Drew briefly returns as a vision to Stephanie Scully (Carla Bonner) in her dreams to warn her that her cancer is active.

==Other appearances==
On 18 September 2014, it was confirmed that Paris had reprised his role as Drew to appear in the webisode series Neighbours vs Zombies. Paris was transformed into a zombie with the help of make-up and he was reunited with Alan Fletcher and Jackie Woodburne who played Drew's in-laws Karl and Susan Kennedy. Of his return, Paris commented "This was just too much fun to pass up and it was great to see Alan and Jackie again, it was as if no time had passed – not unlike how a zombie feels I guess."

==Reception==
Viewers voted Drew the second Best Male Under 30 and the second Sexiest Male in the 1999 Neighbours.com Awards. For his portrayal of Drew, Paris won Best Aussie Actor at the 2000 Australian Inside Soap Awards. In June 2002, Drew came fourth in a poll run by Newsround to find viewer's favourite Neighbours character. He received 11.57% of the vote.

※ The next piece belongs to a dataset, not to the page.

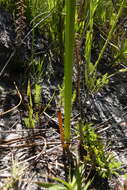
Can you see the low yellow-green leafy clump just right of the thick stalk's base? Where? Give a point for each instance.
(100, 160)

Of the character's debut, the Herald Suns Colin Vickery observed: "Neighbours gets a hunky new resident tomorrow night. He's virile young mechanic Andrew (Drew) Kirk and Ramsay St's female hearts are in a flutter." Vickery also branded the character a "heart-throb". A writer for the BBC's website said Drew's most notable moments were "Finally marrying Libby. The birth of his son Ben. Rescuing Lolly from a fire. Being killed."

A Virgin Media contributor included Drew in their feature on "Soap's most tragic deaths", they said "Even if you didn't shed a tear when Neighbours hottie Drew died after falling off his horse in his hometown of Oakey, nothing could have stopped the emotions when his wife Libby sang at his funeral a few days later." Of Drew exit, Cameron Adams from the Herald Sun quipped "Erinsborough isn't big enough for two hotties, so with Blair now on Ramsay St, it's time for Dan Paris (Drew) to exit." Remarking on how quick the character's departure occurs, The Daily Telegraph's Darren Devlyn stated "It's rare that a soap will dispense with one of its key characters within one episode. Dead and buried in 30 minutes." He thought Drew's death would be "a quick, sharp shock to viewers".

A reporter for the Daily Record was less than impressed by Drew's 2005 return, saying "The Erinsborough-based soap has been accused of having far-fetched storylines – and it outdoes itself this week as, in an X Files style plot, Steph continues to have dreams of Drew, Libby's long-dead husband."